Su un campione di una cinquantina di nuove pratiche (dunque non conto quelle che sono proseguite dall’annata precedente, così come non considero “pratiche” le vicende per cui mi sono limitato a fornire un parere, ma solo quelle per cui ho perlomeno scritto alla controparte), quelle in cui un lavoratore subordinato a tempo indeterminato ha perso il posto di lavoro continuano a essere la maggioranza: come lo scorso anno sono poco più di un terzo del totale. Non tutti sono tecnicamente “licenziamenti”: in alcuni casi si tratta di recessi durante il periodo di prova, in altri (come questo) di finte dimissioni, in altri ancora di cooperative che, pur senza licenziare il socio lavoratore, lo lasciano senza lavoro e senza retribuzione, in virtù (e anche in abuso, in molti casi) dei “privilegi” che la legge concede loro. La mia idea personale, considerato che la stragrande maggioranza dei soci lavoratori di cooperative subisce condizioni – retributive e normative – notevolmente peggiori ed è ancora più ricattabile dei dipendenti di società “normali”, è che dovrebbe essere vietato alle cooperative di svolgere attività economiche in forma d’impresa (sì, anche modificando la Costituzione, se necessario). I licenziamenti et similia che mi sono ritrovato ad affrontare sono quasi tutti per (asserite) ragioni economiche, e cominciano ad arrivare anche i primi licenziamenti di lavoratori assunti con il jobs act: per costoro la prospettiva è decisamente grama – ben che vada, anche se lavorano per aziende con più di quindici dipendenti e anche se le ragioni del licenziamento sono palesemente fasulle, otterranno in risarcimento quattro mesi di stipendio; il posto di lavoro, invece, se lo possono scordare, con buona pace dei proclami del governo che pure aveva pagato profumatamente le aziende in incentivi pur di poter sbandierare una inesistente inversione di tendenza.

L’altro grosso campo di intervento è il mancato pagamento di retribuzioni e/o TFR. In diversi casi (come in questo) la vicenda assume contorni inequivocabilmente loschi, e per recuperare almeno una parte del malloppo è necessario passare attraverso le lungaggini di un fallimento; in altri – quelli in cui alla fine si riesce a ottenere soddisfazione senza ricorrere al Fondo di garanzia dell’INPS – invece sembra più un tentativo di piccole aziende in difficoltà di rimanere a galla posticipando i pagamenti (a scapito dei propri dipendenti che a loro volta hanno mutui, famiglie, etc.). In un numero fortunatamente piccolo di casi è sostanzialmente impossibile riuscire a recuperare qualcosa: è passato troppo tempo, l’impresa è troppo piccola per fallire e comunque i crediti non sono coperti dall’INPS. Forse se i datori di lavoro insolventi rischiassero davvero qualcosa, questi casi diminuirebbero.

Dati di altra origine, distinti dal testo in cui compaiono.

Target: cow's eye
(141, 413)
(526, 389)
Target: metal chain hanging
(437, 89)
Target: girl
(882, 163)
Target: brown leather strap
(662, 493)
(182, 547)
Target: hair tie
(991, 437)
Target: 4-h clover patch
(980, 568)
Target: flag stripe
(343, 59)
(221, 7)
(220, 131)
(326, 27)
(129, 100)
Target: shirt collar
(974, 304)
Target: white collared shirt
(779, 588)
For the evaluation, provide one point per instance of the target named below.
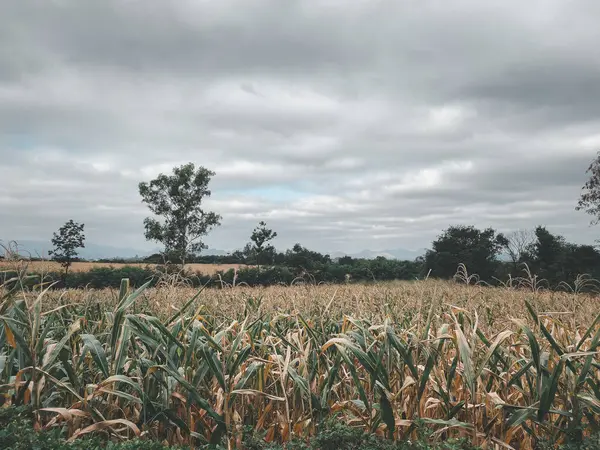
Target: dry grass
(374, 302)
(51, 266)
(500, 366)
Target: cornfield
(503, 367)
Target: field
(51, 266)
(502, 367)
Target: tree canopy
(476, 249)
(177, 200)
(66, 241)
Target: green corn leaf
(210, 357)
(95, 348)
(75, 327)
(465, 355)
(549, 392)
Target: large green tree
(589, 201)
(261, 236)
(476, 249)
(69, 238)
(177, 201)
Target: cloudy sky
(344, 124)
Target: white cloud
(345, 126)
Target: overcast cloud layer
(344, 124)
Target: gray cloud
(344, 125)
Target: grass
(496, 366)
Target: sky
(345, 125)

Le controversie sui precari sono diminuite considerevolmente, e sono più che dimezzate rispetto a due anni fa. Sono le conseguenze prevedibili delle riforme che si sono accavallate negli ultimi anni, dalla Fornero fino al jobs act passando per il “decreto Poletti” del 2014. Contratti a termine e in somministrazione non sono ovviamente spariti, ma è sparita sostanzialmente la possibilità di impugnarli dal momento che l’unico limite alla possibilità di mantenere questo tipo di contratti precari è quello dei 36 mesi – un limite che le aziende non hanno difficoltà a rispettare. In quest’ultimo anno me ne sono capitati giusto un paio, probabilmente gli ultimi tra quelli stipulati prima di marzo 2014. In compenso sono diversi i casi di lavoro nero, di lavoro solo formalmente autonomo e anche di abuso di voucher (di cui ho parlato qui).

Nel restante (circa) venti per cento spiccano le controversie relative a infortuni, causati perlopiù dall’inosservanza dei presidi di sicurezza da parte del datore di lavoro.

Se vi interessano i bilanci degli anni scorsi, sono qui, qui e qui. Io adesso stacco per un po’, ne riparliamo a settembre.